Sunday, August 13, 2017

I think it's been almost half a year since my last post. In the meantime I was busy with finally getting around to getting a formal university degree, and doing it at quite a rapid pace. It's finally done and I can get back to other things now.

One of them is an outlet for my Belle Epoque fascination. After translating the first third of Jules Huret's l'Allemagne Moderne I gave some thought as to how to complete the rest. To do that I believe I'll need to drum up interest in the era itself, because I don't think the era just before the world wars started is sufficiently appreciated. That leads to WWI being seen as WWII's poor cousin when really it was the greater of the two tragedies: a tragedy that never should have happened is obviously the greater of the two even when the second is larger in scope. WWI is you against your former friends bleeding away in a seemingly neverending alley brawl that neither side can remember the reason for, which you would take back if you could, but which you still want to win and will do anything to come out on top. WWII is a larger rematch after both sides have now become enemies and one you knew was going to happen again one day.

So a larger appreciation of what was lost should help. This is the site.
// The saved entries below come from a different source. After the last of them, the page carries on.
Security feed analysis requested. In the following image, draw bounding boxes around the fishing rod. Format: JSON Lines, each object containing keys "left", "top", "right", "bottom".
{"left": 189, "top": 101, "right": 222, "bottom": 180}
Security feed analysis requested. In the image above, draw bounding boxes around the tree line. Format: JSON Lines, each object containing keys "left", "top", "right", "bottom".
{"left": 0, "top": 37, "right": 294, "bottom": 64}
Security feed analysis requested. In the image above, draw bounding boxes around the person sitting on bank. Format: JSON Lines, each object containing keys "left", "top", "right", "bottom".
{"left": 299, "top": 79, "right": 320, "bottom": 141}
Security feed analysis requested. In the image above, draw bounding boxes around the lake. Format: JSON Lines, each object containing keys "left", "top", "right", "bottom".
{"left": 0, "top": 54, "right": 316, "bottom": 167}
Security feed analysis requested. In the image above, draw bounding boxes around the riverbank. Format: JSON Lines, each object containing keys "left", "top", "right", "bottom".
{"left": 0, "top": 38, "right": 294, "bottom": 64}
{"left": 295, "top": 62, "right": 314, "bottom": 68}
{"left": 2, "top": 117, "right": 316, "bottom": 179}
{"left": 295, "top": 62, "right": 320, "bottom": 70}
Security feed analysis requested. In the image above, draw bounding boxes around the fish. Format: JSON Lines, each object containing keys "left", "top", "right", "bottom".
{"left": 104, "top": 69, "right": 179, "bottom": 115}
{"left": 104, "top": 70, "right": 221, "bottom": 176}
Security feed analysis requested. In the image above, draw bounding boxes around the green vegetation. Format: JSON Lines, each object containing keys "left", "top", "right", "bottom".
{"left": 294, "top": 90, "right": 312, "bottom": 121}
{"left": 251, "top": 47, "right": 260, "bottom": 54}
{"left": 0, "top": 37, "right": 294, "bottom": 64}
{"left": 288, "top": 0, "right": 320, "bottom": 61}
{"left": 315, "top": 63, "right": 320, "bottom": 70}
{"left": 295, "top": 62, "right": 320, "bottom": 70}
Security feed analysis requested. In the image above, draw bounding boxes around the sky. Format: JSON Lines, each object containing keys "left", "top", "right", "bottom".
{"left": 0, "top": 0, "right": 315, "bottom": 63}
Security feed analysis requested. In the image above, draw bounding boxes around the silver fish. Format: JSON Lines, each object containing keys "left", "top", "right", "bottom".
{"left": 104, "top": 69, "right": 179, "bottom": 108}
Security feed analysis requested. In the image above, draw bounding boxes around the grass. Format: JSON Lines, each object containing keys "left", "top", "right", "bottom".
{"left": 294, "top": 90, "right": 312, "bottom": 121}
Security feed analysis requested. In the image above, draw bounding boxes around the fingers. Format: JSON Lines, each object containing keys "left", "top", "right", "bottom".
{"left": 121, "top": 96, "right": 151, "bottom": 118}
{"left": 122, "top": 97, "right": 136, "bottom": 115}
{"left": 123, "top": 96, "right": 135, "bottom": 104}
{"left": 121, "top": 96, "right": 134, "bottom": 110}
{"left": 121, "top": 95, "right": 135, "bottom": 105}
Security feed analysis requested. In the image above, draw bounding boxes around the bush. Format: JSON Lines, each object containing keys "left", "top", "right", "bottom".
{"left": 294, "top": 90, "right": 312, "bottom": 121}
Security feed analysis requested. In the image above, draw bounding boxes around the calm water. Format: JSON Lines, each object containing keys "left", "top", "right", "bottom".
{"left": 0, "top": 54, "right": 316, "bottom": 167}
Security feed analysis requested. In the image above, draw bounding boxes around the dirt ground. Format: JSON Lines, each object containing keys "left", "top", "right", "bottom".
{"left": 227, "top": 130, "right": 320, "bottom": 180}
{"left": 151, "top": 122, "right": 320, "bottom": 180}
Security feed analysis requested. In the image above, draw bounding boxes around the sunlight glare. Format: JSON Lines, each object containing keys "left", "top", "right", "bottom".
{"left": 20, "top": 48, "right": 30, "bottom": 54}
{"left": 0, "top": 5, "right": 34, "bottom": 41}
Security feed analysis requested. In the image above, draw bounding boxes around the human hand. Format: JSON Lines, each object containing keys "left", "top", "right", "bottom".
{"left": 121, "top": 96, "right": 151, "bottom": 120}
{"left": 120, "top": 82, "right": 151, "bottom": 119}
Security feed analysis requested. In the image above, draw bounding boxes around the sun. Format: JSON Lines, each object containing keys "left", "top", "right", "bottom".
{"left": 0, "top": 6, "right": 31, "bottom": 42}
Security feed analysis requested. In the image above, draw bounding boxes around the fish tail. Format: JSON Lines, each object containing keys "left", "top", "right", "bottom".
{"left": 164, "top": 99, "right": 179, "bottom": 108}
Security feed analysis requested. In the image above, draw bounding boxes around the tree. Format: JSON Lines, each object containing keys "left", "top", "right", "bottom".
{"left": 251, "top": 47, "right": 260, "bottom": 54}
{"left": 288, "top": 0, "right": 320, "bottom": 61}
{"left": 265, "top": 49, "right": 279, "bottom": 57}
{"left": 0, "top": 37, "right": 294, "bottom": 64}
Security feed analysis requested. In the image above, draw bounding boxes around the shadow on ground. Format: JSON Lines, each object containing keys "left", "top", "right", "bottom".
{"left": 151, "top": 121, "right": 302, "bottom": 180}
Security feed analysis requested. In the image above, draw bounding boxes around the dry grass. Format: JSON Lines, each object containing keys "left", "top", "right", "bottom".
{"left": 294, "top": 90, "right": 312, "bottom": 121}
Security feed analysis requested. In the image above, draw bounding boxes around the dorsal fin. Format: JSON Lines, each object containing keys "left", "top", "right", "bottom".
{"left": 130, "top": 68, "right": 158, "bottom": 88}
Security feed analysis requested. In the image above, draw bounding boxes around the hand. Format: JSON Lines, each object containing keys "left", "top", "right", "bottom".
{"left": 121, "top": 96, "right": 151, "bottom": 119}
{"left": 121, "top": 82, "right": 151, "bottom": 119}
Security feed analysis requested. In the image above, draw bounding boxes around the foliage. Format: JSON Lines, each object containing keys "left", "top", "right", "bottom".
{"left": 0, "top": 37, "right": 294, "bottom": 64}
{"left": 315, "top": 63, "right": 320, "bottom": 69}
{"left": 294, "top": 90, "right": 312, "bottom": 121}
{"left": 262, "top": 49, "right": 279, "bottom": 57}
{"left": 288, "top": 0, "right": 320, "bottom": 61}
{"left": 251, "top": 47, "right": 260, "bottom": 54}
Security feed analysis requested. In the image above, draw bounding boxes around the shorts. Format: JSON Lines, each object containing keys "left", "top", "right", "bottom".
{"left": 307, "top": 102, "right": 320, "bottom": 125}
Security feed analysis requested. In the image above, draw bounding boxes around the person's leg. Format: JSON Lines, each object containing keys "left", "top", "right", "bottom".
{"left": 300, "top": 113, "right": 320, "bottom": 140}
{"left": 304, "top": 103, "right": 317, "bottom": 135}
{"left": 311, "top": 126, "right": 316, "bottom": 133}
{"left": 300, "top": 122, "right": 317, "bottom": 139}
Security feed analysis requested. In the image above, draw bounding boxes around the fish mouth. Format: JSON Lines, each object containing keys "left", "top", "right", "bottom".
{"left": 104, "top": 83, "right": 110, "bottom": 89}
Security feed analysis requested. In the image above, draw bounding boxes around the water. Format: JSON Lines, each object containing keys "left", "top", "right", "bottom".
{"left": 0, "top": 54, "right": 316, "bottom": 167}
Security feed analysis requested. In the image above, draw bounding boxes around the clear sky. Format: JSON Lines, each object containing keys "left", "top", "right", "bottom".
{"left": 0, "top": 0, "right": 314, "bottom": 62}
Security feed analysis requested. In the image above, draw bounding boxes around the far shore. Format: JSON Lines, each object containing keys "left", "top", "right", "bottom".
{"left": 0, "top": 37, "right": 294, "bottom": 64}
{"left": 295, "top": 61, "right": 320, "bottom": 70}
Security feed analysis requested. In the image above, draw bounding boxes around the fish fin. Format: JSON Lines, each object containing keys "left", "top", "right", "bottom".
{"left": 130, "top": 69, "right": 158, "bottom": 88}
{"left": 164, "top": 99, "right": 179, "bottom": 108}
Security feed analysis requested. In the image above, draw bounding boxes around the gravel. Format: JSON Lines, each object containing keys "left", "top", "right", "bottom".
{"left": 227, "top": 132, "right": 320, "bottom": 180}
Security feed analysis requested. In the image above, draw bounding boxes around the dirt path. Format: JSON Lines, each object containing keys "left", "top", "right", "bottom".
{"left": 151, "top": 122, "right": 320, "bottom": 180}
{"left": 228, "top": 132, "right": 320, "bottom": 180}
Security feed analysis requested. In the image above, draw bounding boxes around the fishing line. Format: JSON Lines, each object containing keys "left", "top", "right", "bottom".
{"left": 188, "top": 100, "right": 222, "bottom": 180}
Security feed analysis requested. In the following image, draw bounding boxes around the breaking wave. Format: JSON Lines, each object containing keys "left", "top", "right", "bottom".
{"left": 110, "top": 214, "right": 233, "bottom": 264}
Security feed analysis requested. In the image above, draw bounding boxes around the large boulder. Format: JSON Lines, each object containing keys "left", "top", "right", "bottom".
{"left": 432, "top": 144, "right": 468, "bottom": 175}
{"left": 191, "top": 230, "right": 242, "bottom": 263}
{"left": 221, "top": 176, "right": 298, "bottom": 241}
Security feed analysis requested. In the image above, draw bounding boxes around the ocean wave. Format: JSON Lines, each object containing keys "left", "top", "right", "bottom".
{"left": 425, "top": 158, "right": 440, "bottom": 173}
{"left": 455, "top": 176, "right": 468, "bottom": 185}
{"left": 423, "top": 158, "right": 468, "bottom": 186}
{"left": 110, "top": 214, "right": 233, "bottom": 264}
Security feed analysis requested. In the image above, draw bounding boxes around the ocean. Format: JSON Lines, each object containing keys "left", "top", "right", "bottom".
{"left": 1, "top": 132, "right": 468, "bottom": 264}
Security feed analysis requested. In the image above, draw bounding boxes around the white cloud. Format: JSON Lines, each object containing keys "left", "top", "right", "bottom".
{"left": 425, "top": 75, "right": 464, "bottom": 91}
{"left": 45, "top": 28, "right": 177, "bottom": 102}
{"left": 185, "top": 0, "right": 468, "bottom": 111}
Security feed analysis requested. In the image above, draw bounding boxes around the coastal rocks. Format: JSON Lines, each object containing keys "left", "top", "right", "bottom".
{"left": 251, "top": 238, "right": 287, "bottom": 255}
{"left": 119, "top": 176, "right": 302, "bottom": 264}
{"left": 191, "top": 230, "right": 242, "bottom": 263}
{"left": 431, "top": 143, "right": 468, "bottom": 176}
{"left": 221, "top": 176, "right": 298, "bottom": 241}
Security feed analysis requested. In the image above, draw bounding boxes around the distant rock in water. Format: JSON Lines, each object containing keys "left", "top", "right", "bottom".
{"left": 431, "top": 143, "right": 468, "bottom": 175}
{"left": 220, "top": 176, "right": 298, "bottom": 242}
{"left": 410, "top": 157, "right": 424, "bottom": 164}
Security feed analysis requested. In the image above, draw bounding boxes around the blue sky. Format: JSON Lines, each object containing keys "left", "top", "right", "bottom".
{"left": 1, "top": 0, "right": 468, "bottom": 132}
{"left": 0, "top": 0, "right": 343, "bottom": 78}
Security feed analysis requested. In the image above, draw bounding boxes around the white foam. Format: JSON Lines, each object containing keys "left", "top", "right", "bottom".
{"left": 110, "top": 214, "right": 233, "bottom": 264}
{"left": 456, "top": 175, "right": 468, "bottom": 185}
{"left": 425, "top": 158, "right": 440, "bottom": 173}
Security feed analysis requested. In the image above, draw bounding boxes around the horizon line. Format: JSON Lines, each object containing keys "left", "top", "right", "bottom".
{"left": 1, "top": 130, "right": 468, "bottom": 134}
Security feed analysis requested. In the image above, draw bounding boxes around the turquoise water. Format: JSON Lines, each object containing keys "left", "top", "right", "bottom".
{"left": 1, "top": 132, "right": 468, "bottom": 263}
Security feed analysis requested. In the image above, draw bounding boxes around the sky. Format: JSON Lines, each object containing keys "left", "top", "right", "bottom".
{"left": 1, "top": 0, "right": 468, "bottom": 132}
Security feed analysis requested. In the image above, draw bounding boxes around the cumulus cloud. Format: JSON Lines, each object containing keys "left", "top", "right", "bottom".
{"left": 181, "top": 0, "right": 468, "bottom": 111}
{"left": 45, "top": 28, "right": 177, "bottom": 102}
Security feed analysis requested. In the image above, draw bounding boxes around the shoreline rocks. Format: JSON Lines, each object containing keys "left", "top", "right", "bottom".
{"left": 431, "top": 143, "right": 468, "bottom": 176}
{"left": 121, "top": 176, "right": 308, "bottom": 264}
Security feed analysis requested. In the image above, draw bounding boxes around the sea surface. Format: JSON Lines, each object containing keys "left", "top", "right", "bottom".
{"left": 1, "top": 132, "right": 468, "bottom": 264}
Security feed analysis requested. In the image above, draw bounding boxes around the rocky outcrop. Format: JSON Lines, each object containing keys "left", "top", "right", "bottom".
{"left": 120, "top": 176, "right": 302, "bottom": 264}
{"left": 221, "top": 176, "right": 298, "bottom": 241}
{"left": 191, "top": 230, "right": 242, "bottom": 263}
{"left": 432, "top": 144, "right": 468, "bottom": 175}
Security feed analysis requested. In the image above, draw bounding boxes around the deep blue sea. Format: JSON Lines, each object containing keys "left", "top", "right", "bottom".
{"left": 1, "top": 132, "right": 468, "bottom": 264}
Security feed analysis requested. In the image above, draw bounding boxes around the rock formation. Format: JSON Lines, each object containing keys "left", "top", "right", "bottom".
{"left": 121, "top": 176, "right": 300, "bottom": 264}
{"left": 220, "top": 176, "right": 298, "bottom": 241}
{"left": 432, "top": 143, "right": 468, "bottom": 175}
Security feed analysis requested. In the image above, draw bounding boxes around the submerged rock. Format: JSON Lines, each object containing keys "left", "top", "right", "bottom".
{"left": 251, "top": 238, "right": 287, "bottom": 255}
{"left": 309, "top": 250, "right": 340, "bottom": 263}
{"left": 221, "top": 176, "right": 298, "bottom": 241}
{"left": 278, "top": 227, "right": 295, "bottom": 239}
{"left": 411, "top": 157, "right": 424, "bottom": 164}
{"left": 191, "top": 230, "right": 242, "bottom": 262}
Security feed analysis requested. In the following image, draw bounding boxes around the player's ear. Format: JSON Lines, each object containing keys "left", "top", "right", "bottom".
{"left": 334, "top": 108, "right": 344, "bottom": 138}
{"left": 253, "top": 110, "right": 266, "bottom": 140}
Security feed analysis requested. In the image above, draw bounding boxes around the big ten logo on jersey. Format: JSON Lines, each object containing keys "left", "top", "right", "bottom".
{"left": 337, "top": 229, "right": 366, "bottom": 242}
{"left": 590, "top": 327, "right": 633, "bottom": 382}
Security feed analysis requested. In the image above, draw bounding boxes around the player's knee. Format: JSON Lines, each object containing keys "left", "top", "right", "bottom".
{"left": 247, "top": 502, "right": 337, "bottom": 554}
http://www.1871to1914.com/

1914 is a well-known number but I want to raise 1871's recognition to help demarcate the era.

The site's subtitle is Your daily dose of the Belle Époque, Europe's golden age, and that's exactly what it is. It is a short daily read of Belle Epoque stuff, whatever I can find produced in the era on Archive.org that I can translate into English. L'Allemagne Moderne will eventually become free to read in its entirety, and other works will show up in an interspersed fashion as well. L'Allemagne Moderne one day, some Deutschland und die Deutschen, that image above from a 1906 Italian Expo guidebook, some other book, back to L'Allemagne Moderne, and so on. Repeat until one book is done and another will fill the gap.

Later on I may start a Patreon campaign, which when successful will let me devote more and more time to these linguistic archaeological digs I love to do. It turns out I can't stop doing them.